Allan told BioWorld Today the funds could take the company through the completion of the tesmilifene trial in 2006 and a new drug application filing, if the survival primary endpoint reaches statistical significance at the interim stopping point of 192 events (deaths). A chemopotentiator licensed from the University of Manitoba, tesmilifene helps existing chemotherapies be more effective. About 35 percent of breast cancer patients have metastatic and recurrent breast cancer. With about 200,000 cases of breast cancer diagnosed each year, about 70,000 fall into the category tesmilifene is being tested against in the Phase III trial. About a third of those patients are treated with Herceptin (Genentech Inc.), while the other two-thirds are treated with Taxotere (Aventis Pharmaceuticals Inc.) or anthracyclines.

"If priced about half of what current therapies are priced at, [tesmilifene] would probably have something in the neighborhood of $500 million in sales a year in Europe and the U.S.," Allan said.

But the potential for the product is far greater when looking at additional indications. YM already has Phase II data on the product in hormone-refractory prostate cancer, an area that it plans to further explore. The breast cancer indication is only the beginning, Allan said.

"Strategically, this is the key to the door that takes us into the corridor," he said. "If this drug were only about metastatic breast cancer, then it would not be interesting. What's interesting is that if this drug achieves approval in this current form, then it has the prospect of having a significant penetration of multiple tumors in terms of enhancing the activity of multiple chemotherapies."

The ongoing Phase III trial is enrolling 700 patients who are receiving tesmilifene plus anthracyclines. The primary endpoint is overall survival. A previous Phase III trial failed to meet its primary endpoint of tumor-response rates, but did hit the secondary survival endpoint.

"It was an error to look at tumor-response rates because it didn't show any," Allan said, "but there was a very significant difference in overall survival."

The results showed that patients receiving a tesmilifene/doxorubicin combination therapy lived about 50 percent longer than those receiving doxorubicin alone (23.6 months vs. 15.6 months). YM decided to use overall survival as the primary endpoint in the second Phase III as part of a special protocol assessment with the FDA.

YM's product TheraCIM targets the epidermal growth factor receptor. The company received orphan drug designation in Europe and expects to move the product into a Phase II/III trial later this year in glioma. That trial could lead to registration in the U.S. The product would compete with New York-based ImClone Systems Inc.'s Erbitux. Allan believes YM has a "competitive product" in TheraCIM as it causes no acne rash and offers a lower dosage.

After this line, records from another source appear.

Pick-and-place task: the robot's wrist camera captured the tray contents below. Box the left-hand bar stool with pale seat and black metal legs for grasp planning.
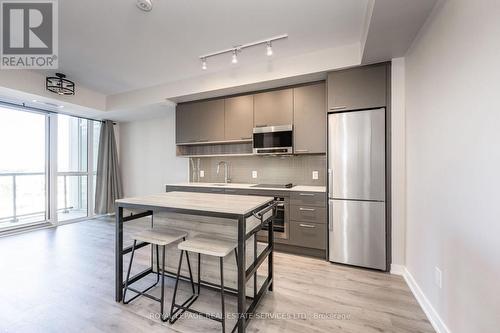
[123,227,195,321]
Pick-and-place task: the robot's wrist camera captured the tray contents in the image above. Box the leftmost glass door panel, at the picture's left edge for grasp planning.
[0,106,49,231]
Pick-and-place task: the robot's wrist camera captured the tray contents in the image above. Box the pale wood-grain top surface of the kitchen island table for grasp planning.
[116,192,274,215]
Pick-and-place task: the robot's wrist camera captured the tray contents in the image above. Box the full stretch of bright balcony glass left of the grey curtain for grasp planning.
[0,104,101,232]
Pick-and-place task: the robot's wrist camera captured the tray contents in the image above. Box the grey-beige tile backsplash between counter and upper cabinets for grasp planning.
[189,155,326,186]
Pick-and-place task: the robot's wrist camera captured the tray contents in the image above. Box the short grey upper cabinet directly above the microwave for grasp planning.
[254,89,293,127]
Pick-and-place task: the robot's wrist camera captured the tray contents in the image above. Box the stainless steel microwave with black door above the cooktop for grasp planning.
[253,125,293,154]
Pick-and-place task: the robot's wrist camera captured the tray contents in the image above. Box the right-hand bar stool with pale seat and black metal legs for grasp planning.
[170,235,238,332]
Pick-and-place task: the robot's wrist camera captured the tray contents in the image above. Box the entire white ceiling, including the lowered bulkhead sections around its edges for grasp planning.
[0,0,439,120]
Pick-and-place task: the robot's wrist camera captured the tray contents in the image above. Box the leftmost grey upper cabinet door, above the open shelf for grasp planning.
[176,99,224,143]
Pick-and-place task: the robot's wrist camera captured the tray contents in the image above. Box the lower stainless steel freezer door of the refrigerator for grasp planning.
[328,200,386,270]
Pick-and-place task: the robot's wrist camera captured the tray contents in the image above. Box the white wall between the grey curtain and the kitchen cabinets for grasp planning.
[120,108,188,196]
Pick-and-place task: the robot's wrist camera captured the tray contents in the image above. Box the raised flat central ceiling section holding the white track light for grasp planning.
[52,0,370,95]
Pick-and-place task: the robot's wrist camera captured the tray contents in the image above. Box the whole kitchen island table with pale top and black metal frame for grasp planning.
[115,192,275,332]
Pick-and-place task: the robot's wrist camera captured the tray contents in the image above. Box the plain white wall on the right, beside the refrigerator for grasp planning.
[406,0,500,333]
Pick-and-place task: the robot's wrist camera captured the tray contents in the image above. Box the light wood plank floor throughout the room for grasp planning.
[0,218,434,333]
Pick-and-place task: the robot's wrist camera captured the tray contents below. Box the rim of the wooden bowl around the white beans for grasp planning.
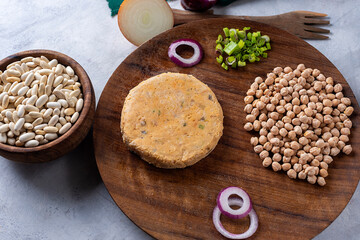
[0,49,94,153]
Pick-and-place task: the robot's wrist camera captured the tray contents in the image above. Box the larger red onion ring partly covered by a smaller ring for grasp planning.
[213,198,259,239]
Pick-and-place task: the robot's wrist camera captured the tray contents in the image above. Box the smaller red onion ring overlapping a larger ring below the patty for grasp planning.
[216,187,252,219]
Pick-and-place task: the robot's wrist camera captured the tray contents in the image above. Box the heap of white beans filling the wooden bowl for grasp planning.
[0,56,84,147]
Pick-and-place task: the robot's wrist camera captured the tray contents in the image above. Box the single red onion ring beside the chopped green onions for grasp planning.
[168,39,204,67]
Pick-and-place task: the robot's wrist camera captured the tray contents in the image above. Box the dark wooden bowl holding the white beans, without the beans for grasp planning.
[0,50,95,163]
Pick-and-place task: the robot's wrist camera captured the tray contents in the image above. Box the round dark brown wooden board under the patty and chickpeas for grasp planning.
[94,19,360,239]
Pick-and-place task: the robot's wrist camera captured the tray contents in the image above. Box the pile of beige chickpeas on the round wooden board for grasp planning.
[244,64,354,186]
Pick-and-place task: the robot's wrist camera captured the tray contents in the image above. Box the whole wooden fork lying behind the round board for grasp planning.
[173,9,330,39]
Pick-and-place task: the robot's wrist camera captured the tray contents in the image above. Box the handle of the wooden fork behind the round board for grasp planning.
[173,9,282,26]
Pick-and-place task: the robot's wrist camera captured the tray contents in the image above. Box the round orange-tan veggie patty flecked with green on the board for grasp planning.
[121,73,224,168]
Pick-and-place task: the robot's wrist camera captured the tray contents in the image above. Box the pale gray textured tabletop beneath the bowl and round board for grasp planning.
[0,0,360,240]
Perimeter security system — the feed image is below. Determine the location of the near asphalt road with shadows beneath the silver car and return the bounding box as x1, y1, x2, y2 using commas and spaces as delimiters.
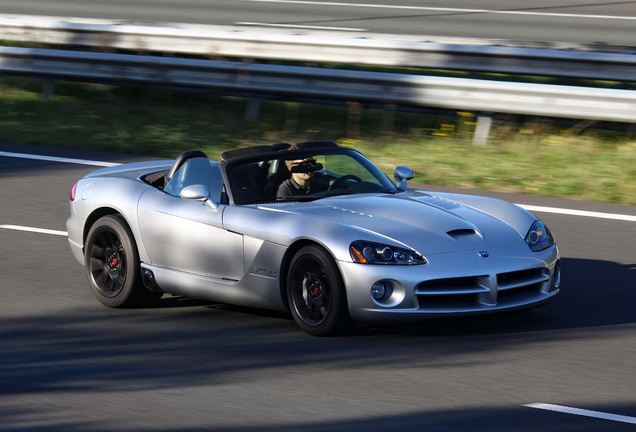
0, 144, 636, 432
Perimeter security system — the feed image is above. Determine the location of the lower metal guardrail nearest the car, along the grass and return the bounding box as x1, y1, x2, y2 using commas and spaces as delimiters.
0, 47, 636, 122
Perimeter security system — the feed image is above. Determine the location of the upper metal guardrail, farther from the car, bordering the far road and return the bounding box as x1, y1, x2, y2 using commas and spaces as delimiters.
0, 15, 636, 81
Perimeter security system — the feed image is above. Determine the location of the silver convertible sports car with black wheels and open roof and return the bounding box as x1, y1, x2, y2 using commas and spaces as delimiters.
67, 142, 561, 335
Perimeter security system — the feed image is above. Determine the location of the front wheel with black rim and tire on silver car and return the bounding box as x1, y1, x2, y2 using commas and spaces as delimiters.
287, 245, 352, 336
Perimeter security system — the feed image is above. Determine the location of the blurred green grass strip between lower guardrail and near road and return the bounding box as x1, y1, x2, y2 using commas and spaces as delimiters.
0, 77, 636, 205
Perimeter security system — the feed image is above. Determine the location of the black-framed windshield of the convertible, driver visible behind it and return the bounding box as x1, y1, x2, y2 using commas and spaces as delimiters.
227, 151, 397, 204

Proceeds from the bought-deal financing also will help advance YM's other two clinical products. The immunopharmaceutical Norelin could move into clinical trials in all hormone-driven cancers if a Phase II in hormone-sensitive prostate cancer is successful. Norelin stimulates the immune system to develop antibodies to gonadotropin-releasing hormone, restricting the growth of all sex-hormone-dependent cancers. And YM's fourth clinical product, RadioTheraCIM, is a radiolabeled humanized monoclonal antibody that is in an ongoing pilot study in glioma.

YM prides itself as solely a development company, one that in-licenses its products and plans to partner them for marketing purposes.

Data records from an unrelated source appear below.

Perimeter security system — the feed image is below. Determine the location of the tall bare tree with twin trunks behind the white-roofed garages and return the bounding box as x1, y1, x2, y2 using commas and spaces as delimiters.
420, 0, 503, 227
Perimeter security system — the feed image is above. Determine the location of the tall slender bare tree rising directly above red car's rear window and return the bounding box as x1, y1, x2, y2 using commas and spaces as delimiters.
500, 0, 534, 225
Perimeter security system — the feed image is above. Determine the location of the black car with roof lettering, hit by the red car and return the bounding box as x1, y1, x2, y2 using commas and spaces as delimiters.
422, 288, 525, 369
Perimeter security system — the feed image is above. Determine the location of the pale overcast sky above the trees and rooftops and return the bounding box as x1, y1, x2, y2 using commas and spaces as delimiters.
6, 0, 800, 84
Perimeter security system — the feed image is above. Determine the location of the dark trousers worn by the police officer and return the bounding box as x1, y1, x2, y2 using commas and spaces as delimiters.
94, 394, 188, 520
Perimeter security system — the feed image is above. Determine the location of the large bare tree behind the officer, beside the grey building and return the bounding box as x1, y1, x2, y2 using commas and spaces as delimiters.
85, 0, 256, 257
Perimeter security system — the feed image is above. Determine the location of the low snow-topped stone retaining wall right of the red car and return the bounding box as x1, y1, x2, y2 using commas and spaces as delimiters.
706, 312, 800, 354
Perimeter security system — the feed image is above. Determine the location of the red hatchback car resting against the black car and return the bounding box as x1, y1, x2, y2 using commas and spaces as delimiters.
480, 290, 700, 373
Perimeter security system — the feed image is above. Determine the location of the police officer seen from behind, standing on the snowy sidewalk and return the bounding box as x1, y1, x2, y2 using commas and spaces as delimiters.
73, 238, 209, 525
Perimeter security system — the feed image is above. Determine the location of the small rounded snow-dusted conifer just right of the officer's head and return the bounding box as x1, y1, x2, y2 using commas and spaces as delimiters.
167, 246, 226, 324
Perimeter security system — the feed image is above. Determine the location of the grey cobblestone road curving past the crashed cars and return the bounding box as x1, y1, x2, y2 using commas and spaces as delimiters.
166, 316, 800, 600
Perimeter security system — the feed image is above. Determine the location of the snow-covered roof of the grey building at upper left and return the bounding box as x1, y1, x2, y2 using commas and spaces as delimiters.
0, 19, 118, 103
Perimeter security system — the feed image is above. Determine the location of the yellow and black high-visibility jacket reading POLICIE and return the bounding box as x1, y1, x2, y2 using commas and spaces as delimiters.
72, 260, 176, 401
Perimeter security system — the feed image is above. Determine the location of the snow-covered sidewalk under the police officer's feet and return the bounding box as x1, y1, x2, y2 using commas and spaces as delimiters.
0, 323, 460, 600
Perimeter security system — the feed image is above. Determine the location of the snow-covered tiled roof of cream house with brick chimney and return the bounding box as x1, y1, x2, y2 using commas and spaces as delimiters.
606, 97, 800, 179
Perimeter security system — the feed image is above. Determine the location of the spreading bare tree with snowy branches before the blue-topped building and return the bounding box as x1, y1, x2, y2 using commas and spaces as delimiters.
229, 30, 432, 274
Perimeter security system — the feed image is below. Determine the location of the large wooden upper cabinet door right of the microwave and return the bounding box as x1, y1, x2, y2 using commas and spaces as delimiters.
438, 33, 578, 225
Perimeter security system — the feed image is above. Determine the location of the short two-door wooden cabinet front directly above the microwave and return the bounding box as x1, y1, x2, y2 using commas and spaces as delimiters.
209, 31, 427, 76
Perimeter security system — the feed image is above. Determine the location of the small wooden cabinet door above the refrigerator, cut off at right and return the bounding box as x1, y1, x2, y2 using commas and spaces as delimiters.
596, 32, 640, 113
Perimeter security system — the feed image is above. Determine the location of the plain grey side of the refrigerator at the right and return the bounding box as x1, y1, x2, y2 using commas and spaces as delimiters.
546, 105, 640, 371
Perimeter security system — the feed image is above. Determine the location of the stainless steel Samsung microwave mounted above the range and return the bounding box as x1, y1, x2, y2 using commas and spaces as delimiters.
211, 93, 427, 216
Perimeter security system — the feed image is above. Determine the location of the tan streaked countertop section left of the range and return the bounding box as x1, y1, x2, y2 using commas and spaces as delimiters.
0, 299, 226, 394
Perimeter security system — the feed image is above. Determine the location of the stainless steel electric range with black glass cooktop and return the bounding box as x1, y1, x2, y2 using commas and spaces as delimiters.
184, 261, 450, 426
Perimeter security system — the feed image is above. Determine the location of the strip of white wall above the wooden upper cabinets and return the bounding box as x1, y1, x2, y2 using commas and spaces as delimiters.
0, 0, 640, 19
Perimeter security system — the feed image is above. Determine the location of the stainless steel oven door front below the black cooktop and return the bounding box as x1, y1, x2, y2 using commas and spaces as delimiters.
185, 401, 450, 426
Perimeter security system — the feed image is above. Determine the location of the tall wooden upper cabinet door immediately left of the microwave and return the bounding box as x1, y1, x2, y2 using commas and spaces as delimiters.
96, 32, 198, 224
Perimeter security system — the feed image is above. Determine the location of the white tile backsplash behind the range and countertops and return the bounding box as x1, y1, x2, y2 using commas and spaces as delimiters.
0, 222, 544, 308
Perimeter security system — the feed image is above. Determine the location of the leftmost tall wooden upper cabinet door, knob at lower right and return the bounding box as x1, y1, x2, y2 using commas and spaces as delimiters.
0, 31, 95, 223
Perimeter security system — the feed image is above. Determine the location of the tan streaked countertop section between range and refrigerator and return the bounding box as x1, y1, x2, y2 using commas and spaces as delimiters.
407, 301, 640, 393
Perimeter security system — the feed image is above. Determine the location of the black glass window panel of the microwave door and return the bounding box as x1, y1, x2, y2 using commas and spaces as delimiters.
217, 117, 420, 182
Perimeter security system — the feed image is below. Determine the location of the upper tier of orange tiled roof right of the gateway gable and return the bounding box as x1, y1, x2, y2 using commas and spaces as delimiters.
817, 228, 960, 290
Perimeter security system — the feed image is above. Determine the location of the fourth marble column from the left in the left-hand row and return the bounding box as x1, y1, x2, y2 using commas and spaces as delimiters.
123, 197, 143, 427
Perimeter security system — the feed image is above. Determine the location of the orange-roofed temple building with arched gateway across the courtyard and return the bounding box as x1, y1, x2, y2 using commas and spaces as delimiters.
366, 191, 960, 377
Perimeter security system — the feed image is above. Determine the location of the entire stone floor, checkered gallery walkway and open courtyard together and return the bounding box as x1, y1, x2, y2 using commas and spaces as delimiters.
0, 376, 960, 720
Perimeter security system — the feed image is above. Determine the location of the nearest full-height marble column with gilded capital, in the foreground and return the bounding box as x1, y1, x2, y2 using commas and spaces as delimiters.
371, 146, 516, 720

"At this point in time, we are strictly in the business of development," Allan said, "so the ultimate goal is to partner the drugs after we have provided the development process to proof of principle or event after the Phase III."

The company likely will file an NDA for tesmilifene on its own, before partnering the drug for marketing, he said.

YM's stock (TSE:YM) dropped 18.3 percent, or C66 cents on Tuesday, to close at C$2.94.